The Asbestos Victims Support Group was also unable to rely on the court's "inherent jurisdiction" to obtain access to the documents sought, Lord Justice Hamblen said. Open justice "requires that the public have the same opportunity to understand the issues in a case as they would have had if the openings had been given orally", but does not extend to allowing non-parties access to trial documents generally, he said.
He accepted that there was inherent jurisdiction to allow non-parties to inspect statements of witnesses, including experts, whose evidence stands as evidence in chief at a trial.
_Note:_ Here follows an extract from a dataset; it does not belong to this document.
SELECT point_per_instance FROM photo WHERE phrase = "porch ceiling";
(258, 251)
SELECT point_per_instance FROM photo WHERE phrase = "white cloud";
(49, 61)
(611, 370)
He also accepted that there was inherent jurisdiction, "based on current civil court practices", to give inspection of other documents which are read out in open court; documents which the judge is invited to read in open court; documents which the judge is specifically invited to read outside court; and documents which it is clear or stated that the judge has read.
These were "all documents which are likely to have been read out in open court had the trial been conducted orally," he said.
Skeleton arguments read by the court would also potentially be open to inspection, "provided that there is an effective public hearing in which the documents are deployed," he said. Finally, there might, Lord Justice Hamblen accepted, be some specific documents which it was "necessary for a non-party to inspect in order to meet the principle of open justice."
The Court of Appeal decided to set aside Master McCloud's order in full, as "there are so many problems raised by the terms in which the order was made". However, Lord Justice Hamblen suggested that the parties come to an agreement on the terms of an order which "reflects the categories of the requested documents which there is a right to inspect".
In light of the guidance given by the Court of Appeal, parties "particularly concerned about privacy" may wish to consider and specify in their contracts confidential ways of resolving disputes, such as arbitration or mediation, Michael Fenn said.
"On the other side of the coin, we are often asked by clients to try to obtain information about disputes to which they are not a party, but which are related in some way to another dispute or issue they have," he said. "This decision confirms that the scope for doing so is subject to limits. A successful application for documents by a non-party requires careful navigating of the applicable principles and adherence to the proper procedure."